Pediatric brain tumors are the second most common malignancy of childhood after acute leukemia and the number one cause of cancer-related mortality¹. Over the past decade, advanced molecular diagnostics have led to the discovery of new molecularly-defined tumor types with prognostic and therapeutic implications. Methylation profiles, whole genome sequencing, and transcriptomics have defined subgroups and revealed heterogeneity within commonly defined tumor entities^2,3. These findings have also revealed important differences between adult and pediatric brain tumors of similar histology. The majority of pediatric low grade gliomas (pLGG) are defined by alterations in the mitogen-activated protein kinase (MAPK) pathway including BRAFV600E point mutation, K1AA1549-BRAF fusion, and FGFR1 alterations as opposed to IDH1/2 mutations and 1p/19q co-deletion seen more frequently in adult low grade gliomas⁴. These findings have led to targeted therapies, namely BRAF and MEK inhibitors, which are currently being evaluated in phase III clinical trials and may soon supplant chemotherapy as standard of care for pLGG's. While targeted therapy trials for pediatric brain tumors have had significant success, immunotherapy remains a challenge in a group of tumors with generally lower mutational burden compared to adult tumors and relatively “cold” immune microenvironment. Despite this, a wide array of immunotherapy trials including vaccine therapies, immune checkpoint blockade, chimeric antigen receptor (CAR) T cells, and viral therapies are on-going. Unique to pediatrics, multiple clinical trials have sought to answer the question of whether the most malignant pediatric brain tumors in the youngest patients can be successfully treated with high dose chemotherapy in lieu of radiation to avoid devastating long-term neurocognitive deficits. Due to the collaborative work of multiple pediatric neuro-oncology consortiums, the recent history of pediatric brain tumor research is one of efficient translation from bench to bedside in a rare group of tumors resulting in significant progress in the field. Here, advances in the areas of molecular characterization, targeted and immune-based therapies, and reduction in long term co-morbidities will be reviewed.

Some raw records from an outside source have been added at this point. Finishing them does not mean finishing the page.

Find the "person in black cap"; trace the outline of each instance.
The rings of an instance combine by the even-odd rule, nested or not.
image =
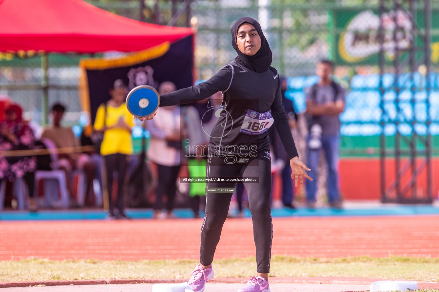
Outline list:
[[[269,292],[273,226],[268,128],[274,124],[279,133],[296,185],[298,181],[303,184],[304,176],[312,179],[305,171],[310,169],[299,159],[282,105],[279,74],[270,67],[271,50],[259,23],[249,17],[238,19],[232,28],[232,45],[238,54],[234,61],[205,82],[161,95],[160,106],[188,103],[222,92],[222,108],[210,134],[207,177],[257,178],[257,183],[244,182],[253,220],[257,272],[238,292]],[[187,292],[204,291],[213,276],[212,263],[232,194],[218,188],[233,188],[236,183],[208,181],[208,190],[218,190],[207,194],[200,264],[191,273]]]

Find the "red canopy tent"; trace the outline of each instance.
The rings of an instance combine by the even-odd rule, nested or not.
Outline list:
[[[0,52],[43,53],[44,124],[49,87],[47,53],[140,51],[194,33],[191,28],[127,18],[81,0],[0,0]]]
[[[0,52],[131,52],[193,33],[119,16],[81,0],[0,0]]]

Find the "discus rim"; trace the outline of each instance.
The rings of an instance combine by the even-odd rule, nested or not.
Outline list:
[[[146,88],[148,89],[151,89],[151,90],[152,90],[154,92],[154,93],[155,93],[155,95],[157,96],[157,107],[155,108],[155,109],[154,109],[154,111],[152,112],[152,113],[150,115],[148,115],[148,116],[139,116],[138,115],[136,115],[134,113],[131,111],[131,109],[130,109],[130,107],[128,106],[128,101],[130,100],[130,97],[131,96],[133,93],[134,92],[134,91],[136,91],[138,90],[139,89],[141,89],[142,88]],[[130,112],[130,113],[131,113],[132,115],[133,115],[137,118],[144,118],[145,117],[148,117],[151,116],[151,115],[152,115],[153,113],[155,112],[155,111],[156,111],[157,110],[157,109],[158,108],[160,105],[160,95],[158,94],[158,92],[155,90],[155,88],[152,86],[150,86],[149,85],[139,85],[138,86],[136,86],[136,87],[134,88],[133,88],[131,89],[129,92],[128,92],[128,94],[126,96],[126,99],[125,100],[125,106],[126,106],[126,109],[128,110],[128,111]]]

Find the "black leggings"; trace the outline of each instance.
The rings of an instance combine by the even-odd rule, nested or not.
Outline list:
[[[176,182],[180,170],[180,165],[166,166],[157,165],[158,185],[156,192],[154,210],[162,210],[163,195],[166,195],[168,197],[166,210],[171,211],[174,208],[174,197],[175,197],[175,192],[177,190]]]
[[[125,182],[125,174],[128,166],[127,158],[128,156],[125,154],[116,153],[104,156],[105,159],[105,169],[107,171],[107,189],[108,193],[109,212],[113,214],[114,204],[113,204],[113,176],[115,171],[117,171],[117,201],[116,207],[119,210],[119,214],[123,213],[123,189]]]
[[[248,196],[248,205],[253,220],[253,234],[256,245],[258,273],[270,273],[273,225],[270,210],[271,193],[271,165],[269,155],[264,151],[248,158],[246,162],[228,164],[223,158],[210,156],[207,161],[208,178],[229,176],[256,176],[259,183],[244,183]],[[208,187],[234,187],[236,183],[221,183],[209,182]],[[213,260],[216,245],[229,211],[231,193],[208,193],[206,211],[201,229],[200,262],[209,266]]]

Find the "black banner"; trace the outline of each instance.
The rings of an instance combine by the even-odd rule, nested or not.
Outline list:
[[[79,66],[83,70],[83,77],[86,79],[83,82],[85,88],[82,97],[83,106],[85,110],[90,109],[91,123],[94,123],[97,108],[110,99],[109,90],[116,79],[122,79],[128,91],[140,85],[158,89],[160,84],[165,81],[173,82],[177,89],[193,85],[192,38],[190,36],[170,45],[139,53],[139,55],[147,56],[138,57],[140,61],[137,63],[133,61],[133,58],[137,57],[136,53],[121,58],[130,60],[124,61],[127,63],[125,66],[121,66],[123,62],[105,59],[81,62]],[[159,56],[156,57],[158,55]],[[151,58],[151,56],[153,58]],[[144,61],[145,59],[148,60]]]

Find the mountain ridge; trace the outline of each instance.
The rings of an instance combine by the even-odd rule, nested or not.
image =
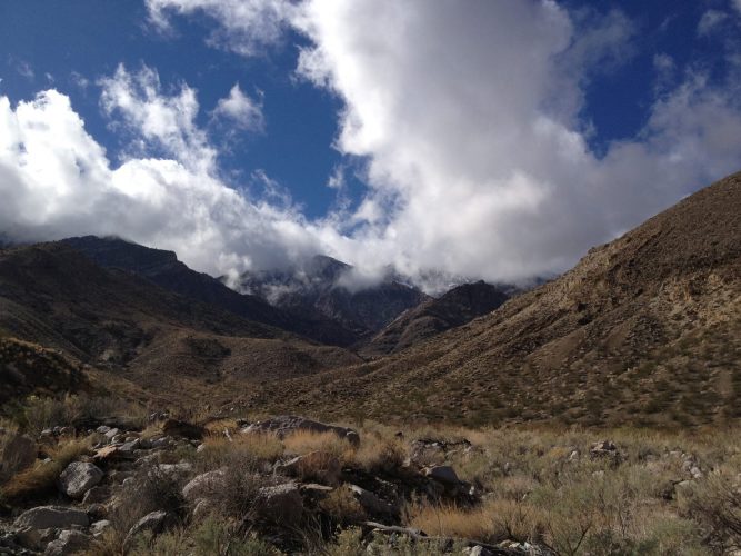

小儿脑肿瘤是仅次于急性白血病的第二大儿童恶性肿瘤，也是导致癌症相关死亡的^第一大原因¹。在过去的十年中，先进的分子诊断导致发现了具有预后和治疗意义的新的分子定义的肿瘤类型。甲基化谱、全基因组测序和转录组学已经定义了亚组并揭示了通常定义的肿瘤实体内的异质性^{2 , 3}. 这些发现还揭示了类似组织学的成人和儿童脑肿瘤之间的重要差异。大多数儿科低级别胶质瘤 (pLGG) 由丝裂原活化蛋白激酶 (MAPK) 通路的改变定义，包括 BRAFV600E 点突变、K1AA1549-BRAF 融合和FGFR1改变，而不是IDH1/2突变和 1p/19q co - 缺失更常见于成人低级别胶质瘤⁴. 这些发现导致了靶向治疗，即 BRAF 和 MEK 抑制剂，目前正在 III 期临床试验中对其进行评估，并且可能很快取代化学疗法作为 pLGG 的标准治疗。虽然针对小儿脑肿瘤的靶向治疗试验取得了重大成功，但免疫治疗在一组与成人肿瘤相比突变负荷普遍较低且免疫微环境相对“冷”的肿瘤中仍然是一个挑战。尽管如此，包括疫苗疗法、免疫检查点阻断、嵌合抗原受体 (CAR) T 细胞和病毒疗法在内的一系列免疫疗法试验仍在进行中。儿科独有，多项临床试验试图回答以下问题：是否可以用高剂量化疗代替放疗成功治疗最年轻患者中最恶性的儿科脑肿瘤，以避免破坏性的长期神经认知缺陷。由于多个儿科神经肿瘤学联盟的合作，儿科脑肿瘤研究的近期历史是在罕见的一组肿瘤中从工作台到床边的有效转化之一，从而在该领域取得了重大进展。在这里，将回顾分子表征、靶向和免疫疗法以及减少长期合并症等领域的进展。儿科脑肿瘤研究的近期历史是在一组罕见的肿瘤中从工作台到床边的有效转化，导致该领域取得重大进展。在这里，将回顾分子表征、靶向和免疫疗法以及减少长期合并症等领域的进展。儿科脑肿瘤研究的近期历史是在一组罕见的肿瘤中从工作台到床边的有效转化，导致该领域取得重大进展。在这里，将回顾分子表征、靶向和免疫疗法以及减少长期合并症等领域的进展。